This article is from the Australian Property Journal archive
FILIPINO business identity and property developer Romeo Roxas has roped in more than $40 million from the sale of his 559,500-hectare Northern Territory cattle station Murray Downs.
The new owners are a family of central Queensland Wagyu beef producers, headed up by Richard and Dyan Hughes and operating as Wentworth Cattle Co.
Murray Downs, located 400 kilometres north of Alice Springs, has been run to a 10,000-head Santa Gertrudis cross her plus cow followers, which form part of the listing. The property is offered on a walk-in, walk-out basis.
It has the Davenport Ranges to the north with excellent flood out, and the Amelia, Skinner and Murray Creek systems. Grazing country is soft mulga and buffel.
Improvements include the recently renovated main four-bedroom solid brick rendered homestead, three-bedroom owners’ cottage, two-bedroom workman’s cottage, eight-room workman’s quarters, governess quarters, staff community kitchen with seating for 15 people, and a station and community store with a fully equipped commercial kitchen.

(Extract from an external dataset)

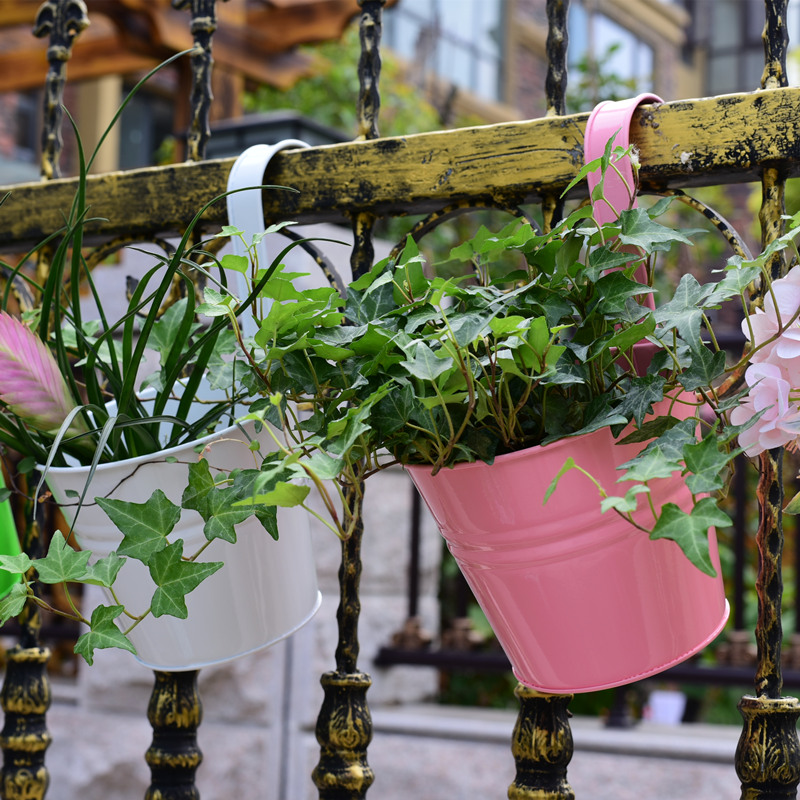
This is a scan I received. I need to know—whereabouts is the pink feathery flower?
[731,363,800,456]
[0,311,86,435]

Roxas bought Murray Downs alongside Epenarra Station in 2015 for over $20 million and went on to add the 275,200-hectare Pine Hill Station, before selling Epenarra in 2019 for more than $14 million.
Roxas is a director of the Philippine Veterans Bank, and president of the Green Square Properties Corp and the Green Circle Properties and Resources Inc., which have planned cities on east coast of the Philippines.

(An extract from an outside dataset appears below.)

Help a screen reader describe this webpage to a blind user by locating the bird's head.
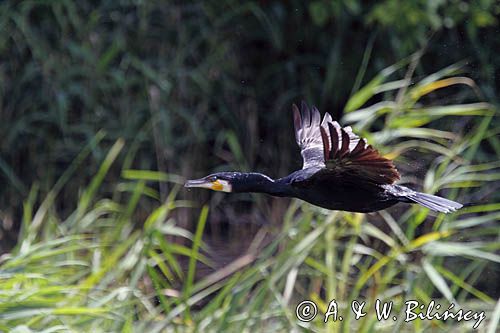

He held Murray Downs through Australian Green Properties and listed the property in July, at a time when a number of offshore investors were handing up the “for sale” sign on key Australian assets.
Chinese company Hailiang Group put up for grabs southern Queensland’s Hollymount and Mt Driven aggregation, which it acquired nine years ago for $41 million, while US private equity firm Proterra Investment Partners’ listing its One Tree broadacre cropping portfolio with hopes of around $250 million.
Last month, the Washington State Investment Board-backed Laguna Bay lobbed Border Rivers region dryland cropping Carpendale aggregation to the market with hopes of more than $90 million
Foreign investors have also been on the buy-side of recent major transactions. Canada’s Alberta Investment Management Corporation entered into an agreement to acquire the sprawling northern Western Australian Yeeda Aggregation, and NASDAQ-listed Agriculture & Natural Solutions Acquisition Corporation nabbed Australian Food and Agriculture, taking on its 225,000-hectare portfolio of NSW assets that include the birthplace of Merino sheep in a mammoth $780 million deal.
Meanwhile, the Hughes family are selling their 18,970-hectare Tabletop Station near Collinsville, and the 3,613-hectare Eleanor Farm near Kilcummin.